What Happens When a Server Crash and It is the Last Source for a Shard?

Hi all~

I’m curious about what happens in FoundationDB when a server crashes and it is the last source for some shards. In the document design/tlog-spilling.md.html, it states:

“However, in the presence of failures, the transaction log can be required to buffer significantly more data. Most notably, when a storage server fails, its tag isn’t popped until data distribution is able to re-replicate all of the shards that storage server was responsible for to other storage servers. Before that happens, mutations will accumulate on the TLog destined for the failed storage server, in case it comes back and is able to rejoin the cluster.”

Additionally, in the comments for the removeKeysFromFailedServer function in MoveKeys.actor.cpp, it says:

“// If (failed) serverID is the last source server for a shard, the shard will be erased, and then be assigned to teamForDroppedRange.
// Assign the shard to the new team as an empty range.

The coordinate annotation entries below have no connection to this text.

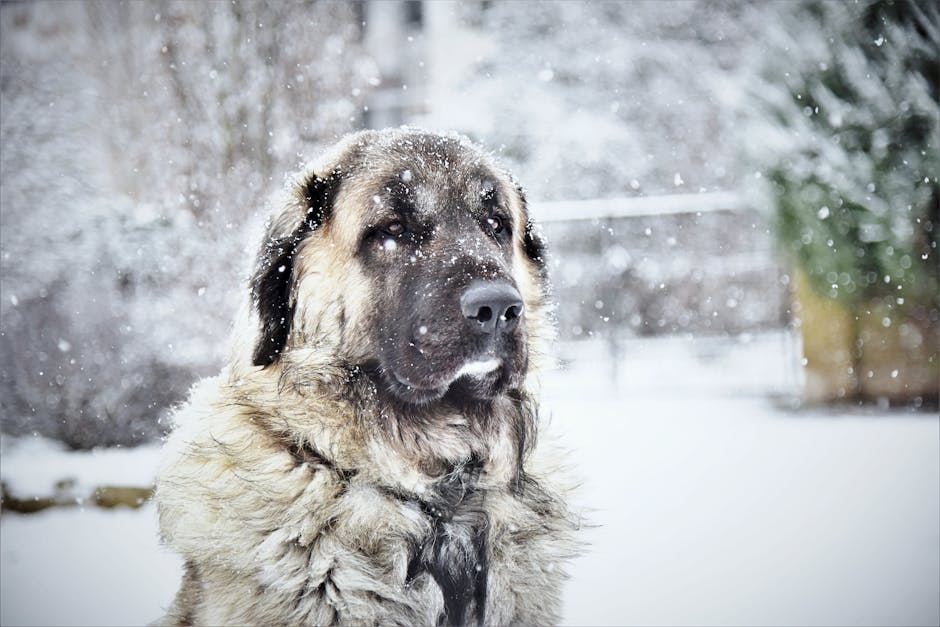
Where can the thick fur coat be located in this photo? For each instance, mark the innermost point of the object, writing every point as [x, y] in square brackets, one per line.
[369, 455]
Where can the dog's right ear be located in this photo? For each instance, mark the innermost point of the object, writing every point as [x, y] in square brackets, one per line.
[273, 278]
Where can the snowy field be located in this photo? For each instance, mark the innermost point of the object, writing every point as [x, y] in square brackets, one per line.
[714, 503]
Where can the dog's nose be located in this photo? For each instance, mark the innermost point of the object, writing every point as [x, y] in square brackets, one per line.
[492, 305]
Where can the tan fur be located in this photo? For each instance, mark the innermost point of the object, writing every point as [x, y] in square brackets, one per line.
[293, 504]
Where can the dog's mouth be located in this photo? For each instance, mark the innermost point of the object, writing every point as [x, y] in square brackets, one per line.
[478, 378]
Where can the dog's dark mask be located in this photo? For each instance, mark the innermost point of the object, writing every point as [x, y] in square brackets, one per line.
[437, 243]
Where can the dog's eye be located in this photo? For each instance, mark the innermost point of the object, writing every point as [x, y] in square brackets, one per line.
[394, 229]
[495, 223]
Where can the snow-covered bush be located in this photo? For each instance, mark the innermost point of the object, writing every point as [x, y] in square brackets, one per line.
[140, 142]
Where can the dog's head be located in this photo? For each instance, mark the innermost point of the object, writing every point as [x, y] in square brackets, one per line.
[410, 255]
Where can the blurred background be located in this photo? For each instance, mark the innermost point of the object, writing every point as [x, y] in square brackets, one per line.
[741, 202]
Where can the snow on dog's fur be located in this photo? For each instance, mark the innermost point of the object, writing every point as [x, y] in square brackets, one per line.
[369, 453]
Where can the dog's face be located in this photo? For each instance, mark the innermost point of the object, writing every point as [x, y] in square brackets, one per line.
[412, 258]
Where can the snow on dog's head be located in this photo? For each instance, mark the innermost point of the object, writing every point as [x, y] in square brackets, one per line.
[411, 256]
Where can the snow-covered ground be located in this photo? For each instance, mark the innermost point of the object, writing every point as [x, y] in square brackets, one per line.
[713, 502]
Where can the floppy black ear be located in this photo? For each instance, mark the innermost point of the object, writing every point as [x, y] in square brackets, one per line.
[532, 242]
[273, 277]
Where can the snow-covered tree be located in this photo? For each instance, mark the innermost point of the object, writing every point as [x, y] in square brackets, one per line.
[844, 129]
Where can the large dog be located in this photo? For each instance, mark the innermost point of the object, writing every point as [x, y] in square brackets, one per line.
[369, 454]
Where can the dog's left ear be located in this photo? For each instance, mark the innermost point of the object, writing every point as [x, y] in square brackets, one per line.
[533, 244]
[273, 278]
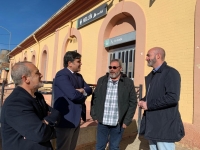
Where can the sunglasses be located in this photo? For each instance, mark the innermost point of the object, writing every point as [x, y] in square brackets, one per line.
[114, 67]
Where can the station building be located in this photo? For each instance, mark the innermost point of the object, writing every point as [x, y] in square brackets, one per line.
[101, 30]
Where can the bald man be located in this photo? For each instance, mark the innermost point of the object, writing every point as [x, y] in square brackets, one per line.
[161, 122]
[27, 122]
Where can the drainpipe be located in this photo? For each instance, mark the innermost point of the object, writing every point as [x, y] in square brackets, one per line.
[38, 51]
[70, 30]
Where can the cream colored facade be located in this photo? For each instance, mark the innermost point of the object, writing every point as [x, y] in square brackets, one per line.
[167, 24]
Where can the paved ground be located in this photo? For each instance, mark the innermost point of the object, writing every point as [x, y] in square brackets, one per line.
[132, 143]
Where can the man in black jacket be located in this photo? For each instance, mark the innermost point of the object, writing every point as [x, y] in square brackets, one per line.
[27, 122]
[161, 123]
[113, 106]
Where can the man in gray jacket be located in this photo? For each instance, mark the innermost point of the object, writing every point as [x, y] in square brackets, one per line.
[161, 123]
[113, 106]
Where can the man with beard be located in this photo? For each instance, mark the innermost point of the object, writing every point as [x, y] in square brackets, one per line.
[70, 91]
[27, 122]
[161, 123]
[113, 106]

Note, there could be data loss.”

My question is: if a shard has already been assigned as an empty range, and the failed server comes back online, will the system still try to recover that shard from the failed server? Moreover, I’m curious if the system would try to replay the TLog from the beginning to restore the lost shard?

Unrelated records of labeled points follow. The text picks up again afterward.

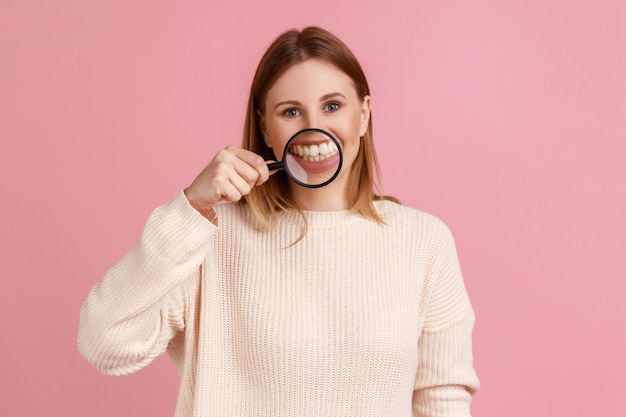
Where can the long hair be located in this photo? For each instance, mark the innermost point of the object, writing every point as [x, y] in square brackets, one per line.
[290, 48]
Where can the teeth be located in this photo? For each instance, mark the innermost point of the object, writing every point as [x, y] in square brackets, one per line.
[314, 152]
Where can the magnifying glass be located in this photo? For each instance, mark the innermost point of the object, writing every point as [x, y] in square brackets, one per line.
[312, 158]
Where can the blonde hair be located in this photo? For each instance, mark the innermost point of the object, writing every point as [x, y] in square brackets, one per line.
[292, 47]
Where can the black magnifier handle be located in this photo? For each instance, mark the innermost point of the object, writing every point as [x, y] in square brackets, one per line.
[275, 165]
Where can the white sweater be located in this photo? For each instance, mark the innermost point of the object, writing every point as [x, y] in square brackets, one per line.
[357, 319]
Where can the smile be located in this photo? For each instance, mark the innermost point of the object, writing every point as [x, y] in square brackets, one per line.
[314, 152]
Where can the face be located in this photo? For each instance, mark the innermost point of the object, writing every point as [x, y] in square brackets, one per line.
[315, 94]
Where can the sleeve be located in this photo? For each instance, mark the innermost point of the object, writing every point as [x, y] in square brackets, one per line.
[446, 379]
[130, 316]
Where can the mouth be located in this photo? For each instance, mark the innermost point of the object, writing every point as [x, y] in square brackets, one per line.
[314, 152]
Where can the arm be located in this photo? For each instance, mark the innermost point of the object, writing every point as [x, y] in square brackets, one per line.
[130, 316]
[445, 380]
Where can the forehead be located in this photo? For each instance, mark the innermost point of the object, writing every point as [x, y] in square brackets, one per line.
[311, 79]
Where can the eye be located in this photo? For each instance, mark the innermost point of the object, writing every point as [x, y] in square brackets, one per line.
[291, 112]
[331, 107]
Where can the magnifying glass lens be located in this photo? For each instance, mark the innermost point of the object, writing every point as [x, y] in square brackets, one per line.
[312, 158]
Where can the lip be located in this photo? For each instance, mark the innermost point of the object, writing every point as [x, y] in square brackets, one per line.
[329, 164]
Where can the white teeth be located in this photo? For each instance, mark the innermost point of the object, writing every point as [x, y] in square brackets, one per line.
[315, 152]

I noticed there was a previous discussion on this question: Behavior when all replicas of some shards are missing?. In that discussion, it was mentioned:

Writes to missing shards will be possible, but will buffer indefinitely on TLogs, potentially eventually filling up their disk space. Reads from missing shards will hang indefinitely.

However, I believe this is not how the system works nowadays.

The documentation is mostly correct, but doesn’t explain all possible scenarios. After a storage server (SS) failed, before Data Distributor (DD) removing the failed SS. The mutations destined to the SS will be sent to SS’s buddy TLog, but will not be peeked and thus not popped the TLog. As a result, it’s possible for TLog to buffer mutations and consuming more and more disk space.

However, DD continuously monitors all SSes in the system and will notice the SS has failed (after certain interval). Then DD will issue data movement to copy shards (key ranges) on the failed SS to a different team. After the data movement finishes, all key ranges on the failed SS has been reassigned to new teams, thus no data remaining. Then DD actually removes the SS from the cluster. The side effect of this removal will clear buffered mutations on its buddy tlog, thus freeing up disk space.

In the case the last SS has the shard replica failed, because data movement is blocked, DD can’t remove the SS because there are still key ranges being assigned to it. As a result, TLog disk space will continue decreasing. Operational alert should be set up to warn problems of low available disk space for TLogs so that operators are notified. Then the operator should try to bring the failed SS back (after identifying the underlying issue why SS failed), which will solve the problem. If the underlying issue can’t be fixed, then the operator has to accept data loss. In this scenario, the operator can use exclude failed to mark the SS as permanently failed, which will re-assign the lost shard to a team as an empty range. Even if the SS comes back later, the cluster wouldn’t accept the SS, because exclude failed has removed the SS information (its interfaces) from the system metadata. As a result, the data this SS possesses is just ignored. I don’t recall if we delete the data on this SS or not, after it tries to rejoin the cluster.